Milters do not receive all the headers from postfix; one is actually excluded: the Received header added by postfix itself. This happens to guarantee compatibility with milters written for sendmail, as sendmail doesn’t pass that header either and milters therefore do not expect the header to be there.
After a short search I managed to find out a thread I read a while back:
https://groups.google.com/forum/#!topic/mailing.postfix.users/O5arYSqexis
The interesting part is this:
I wrote a small milter to archive incoming emails. While testing I
noticed, that I never got the Received line inserted by the local
Postfix itself. A tcpdump of the milter traffic doesn’t show the
Received line too. Out of curiosity I prepended a header line with
smtpd_sender_restrictions/./ PREPEND X-MTA: Local
and checked again, whether I could see this X-MTA line in the milter
header callback. I did not, but to my surprise the previously missing
Received line was there. Removing the X-MTA PREPEND made the Received
line dissappear again.So it seems to me, that the milter client eats the first header line
and the milter does not see it.
…and I assume you see the light too, now.
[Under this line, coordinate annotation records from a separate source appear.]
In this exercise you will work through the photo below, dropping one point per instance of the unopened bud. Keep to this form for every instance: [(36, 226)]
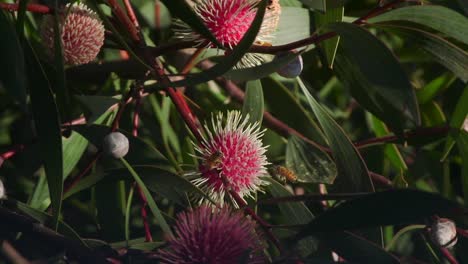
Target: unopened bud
[(116, 145), (292, 69), (444, 233), (2, 191)]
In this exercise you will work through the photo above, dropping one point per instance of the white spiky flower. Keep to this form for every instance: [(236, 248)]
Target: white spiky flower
[(232, 151), (228, 21)]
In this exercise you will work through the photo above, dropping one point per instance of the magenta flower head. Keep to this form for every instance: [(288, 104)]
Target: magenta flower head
[(232, 152), (205, 235), (228, 21), (82, 34)]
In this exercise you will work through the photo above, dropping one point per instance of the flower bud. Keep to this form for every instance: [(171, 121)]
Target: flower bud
[(116, 145), (444, 233), (82, 34), (2, 191), (292, 69)]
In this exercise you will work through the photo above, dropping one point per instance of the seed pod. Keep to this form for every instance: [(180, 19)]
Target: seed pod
[(444, 233), (292, 69), (116, 145)]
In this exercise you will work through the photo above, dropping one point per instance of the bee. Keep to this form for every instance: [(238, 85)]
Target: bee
[(214, 160), (284, 173)]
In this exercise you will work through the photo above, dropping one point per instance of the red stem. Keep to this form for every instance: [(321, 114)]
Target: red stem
[(35, 8), (144, 201)]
Amongst the other anonymization practices I had in place, there was also the removal of the locally-added Received header, through a proper IGNORE entry in my header_checks.
As the HEADER_DEBUG said above, this was taking place before the milter came into play; then, when the mail was passed to the milters, the first header was skipped (even if it wasn’t a Received header), causing the apparent loss of a random header (apparent, ’cause the header was still there, although not seen by the milters). For MUAs that tend to write the From header as the first one (like the one used by my poor user) the missing header was the From, causing opendkim to fail.
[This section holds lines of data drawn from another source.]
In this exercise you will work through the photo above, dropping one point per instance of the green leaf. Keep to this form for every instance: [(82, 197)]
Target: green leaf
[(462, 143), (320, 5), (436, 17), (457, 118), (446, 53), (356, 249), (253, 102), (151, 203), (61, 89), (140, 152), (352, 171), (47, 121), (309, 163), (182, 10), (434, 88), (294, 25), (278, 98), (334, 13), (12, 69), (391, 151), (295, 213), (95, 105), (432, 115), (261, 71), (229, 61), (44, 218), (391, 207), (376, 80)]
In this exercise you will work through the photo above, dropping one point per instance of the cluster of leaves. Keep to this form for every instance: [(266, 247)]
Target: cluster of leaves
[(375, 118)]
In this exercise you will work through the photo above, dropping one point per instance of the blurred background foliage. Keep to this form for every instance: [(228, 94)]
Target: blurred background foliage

Once this was figured out, finding a solution has obviously been trivial: instead of applying an IGNORE to remove the locally added Received, I’m now using a REPLACE rule to strip away sensitive informations without removing the entire header.
This way that header remains in place, it can be again set apart by the milter interface, but all the other headers are passed to applications as expected.
So opendkim is finally happy, and I’m am too…
Just had exactly the same problem. Thank you for pointing out the solution.
How did you do this replace rule?
With something like
/^Received: .*mail\.bofhland\.org.*((?:Mon|Tue|Wed|Thu|Fri|Sat|Sun), .*)$/ REPLACE Received: from mua.bofhland.org (mua.bofhland.org [192.168.1.1]) by mail.bofhland.org; $1
in header_checks.
This rule will strip the original IP, rDNS and HELO for the MUA, replacing them with fixed values while leaving the rest of the information (queue-ID and timestamp) unaltered.
Note that in my case the hostname “mail.bofhland.org” for my local mailserver will only appear in the headers when the mail came in through the MSA smtpd instance, as the default one, listening on port 25, is associated with another hostname.
IOW, the hostname defined in main.cf is something else, while the “submission” entry in master.cf is passed the parameter
-o myhostname=mail.bofhland.org
If this weren’t the case, the rule above would replace the locally-added Received header for any incoming mail too…
Thank you very much indeed for posting this! A good analysis with helpful solutions. I was also using IGNORE and changed it to REPLACE which I actually prefer.